Prior-Free Double Auctions in Incentive Design for Federated Learning

Wednesday, March 31, 2021 - 4:00pm to 4:30pm

Event Calendar Category

LIDS & Stats Tea

Speaker Name

Andreas Alexander Haupt

Affiliation

LIDS & IDSS

Zoom meeting id

990 8291 2931

Join Zoom meeting

https://mit.zoom.us/j/99082912931

Abstract

Federated learning (FL) is a paradigm that allows distributed clients to learn a shared machine learning model without sharing their sensitive training data. While FL is successfully applied in environments where a central orchestrator has the primary interest in the shared model’s quality, incentive problems complicate FL in settings with self-interested, heterogeneous clients. In this talk, we model FL incentive design as a digital goods double auction with a submodular production function. Inspired by existing prior-free auction designs, we present a prior-free mechanism that constant-factor approximates optimal revenue. We introduce how “model leakage”, a measure of model sharing between clients beyond the control of the designer, impacts mechanism performance. To facilitate further study, we present code that allows testing incentive designs for federated learning using clients' training on data splits from the MNIST, Fashion-MNIST, and CIFAR-10 datasets. A potential broader impact of this research might be that, for standard learning tasks, incentivized FL might allow for privacy-preserving, sustainable, and scalable data transactions.

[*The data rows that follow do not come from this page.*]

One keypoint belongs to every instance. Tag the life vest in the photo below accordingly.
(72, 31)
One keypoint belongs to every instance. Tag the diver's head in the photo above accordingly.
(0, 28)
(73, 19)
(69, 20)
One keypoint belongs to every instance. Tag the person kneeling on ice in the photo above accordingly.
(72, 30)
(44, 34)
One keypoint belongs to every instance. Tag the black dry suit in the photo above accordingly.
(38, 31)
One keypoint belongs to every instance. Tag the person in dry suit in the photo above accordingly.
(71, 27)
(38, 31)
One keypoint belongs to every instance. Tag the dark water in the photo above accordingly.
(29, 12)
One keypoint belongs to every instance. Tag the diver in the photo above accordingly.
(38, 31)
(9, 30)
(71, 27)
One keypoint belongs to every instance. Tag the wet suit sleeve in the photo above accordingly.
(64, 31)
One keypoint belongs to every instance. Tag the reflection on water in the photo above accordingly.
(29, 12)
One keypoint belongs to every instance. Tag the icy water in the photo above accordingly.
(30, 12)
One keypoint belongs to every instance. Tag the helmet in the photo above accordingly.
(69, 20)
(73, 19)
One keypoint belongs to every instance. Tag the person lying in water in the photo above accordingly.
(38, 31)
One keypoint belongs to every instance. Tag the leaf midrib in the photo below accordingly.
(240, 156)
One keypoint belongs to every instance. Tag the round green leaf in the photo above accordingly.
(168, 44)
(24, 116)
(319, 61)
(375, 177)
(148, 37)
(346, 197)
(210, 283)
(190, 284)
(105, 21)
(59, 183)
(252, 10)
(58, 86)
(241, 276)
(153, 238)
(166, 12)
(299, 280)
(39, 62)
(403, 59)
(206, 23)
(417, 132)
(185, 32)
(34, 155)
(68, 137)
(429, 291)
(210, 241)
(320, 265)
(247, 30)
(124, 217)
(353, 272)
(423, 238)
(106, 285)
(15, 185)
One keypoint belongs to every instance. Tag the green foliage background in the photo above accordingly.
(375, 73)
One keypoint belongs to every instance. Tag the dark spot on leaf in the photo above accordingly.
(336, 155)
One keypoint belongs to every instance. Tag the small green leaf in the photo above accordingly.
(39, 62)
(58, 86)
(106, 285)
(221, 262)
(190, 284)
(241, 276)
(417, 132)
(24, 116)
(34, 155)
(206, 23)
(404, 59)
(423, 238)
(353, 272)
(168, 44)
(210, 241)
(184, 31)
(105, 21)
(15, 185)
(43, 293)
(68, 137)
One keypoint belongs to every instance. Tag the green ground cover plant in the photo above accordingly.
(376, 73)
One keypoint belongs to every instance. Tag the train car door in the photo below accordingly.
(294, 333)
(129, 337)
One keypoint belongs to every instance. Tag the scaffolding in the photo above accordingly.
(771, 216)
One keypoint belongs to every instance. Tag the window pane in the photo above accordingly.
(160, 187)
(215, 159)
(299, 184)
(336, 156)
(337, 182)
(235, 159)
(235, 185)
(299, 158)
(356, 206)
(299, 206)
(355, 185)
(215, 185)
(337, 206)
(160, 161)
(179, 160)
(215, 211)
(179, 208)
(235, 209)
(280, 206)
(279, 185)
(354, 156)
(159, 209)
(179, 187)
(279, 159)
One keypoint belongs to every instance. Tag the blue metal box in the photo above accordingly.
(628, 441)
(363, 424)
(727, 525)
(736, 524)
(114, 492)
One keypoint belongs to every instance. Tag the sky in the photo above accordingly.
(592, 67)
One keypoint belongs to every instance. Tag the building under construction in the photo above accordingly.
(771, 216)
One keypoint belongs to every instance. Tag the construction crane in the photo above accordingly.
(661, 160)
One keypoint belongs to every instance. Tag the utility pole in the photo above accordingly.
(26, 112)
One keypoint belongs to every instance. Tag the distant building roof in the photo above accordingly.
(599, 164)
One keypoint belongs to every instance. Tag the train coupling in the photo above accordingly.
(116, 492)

Joint work with V. Mugunthan.

Link to paper: https://arxiv.org/abs/2103.14375

 

Biography

Andreas Haupt is a graduate student at the Institute for Data, Systems, and Society (IDSS), where he works with Munther Dahleh and Alessandro Bonatti. Prior to joining IDSS, Andreas received master’s degrees in Mathematics and Economics and bachelor’s degrees in Computer Science and Mathematics from the universities of Bonn and Frankfurt. In 2019, he was an MIT Presidential Fellow. Andreas conducts research on the role of communication and complexity in market design and is interested in the designs of markets for information. He has interned in digital policy for the German federal parliament and the European Union’s competition authority in the unit specialized on data markets.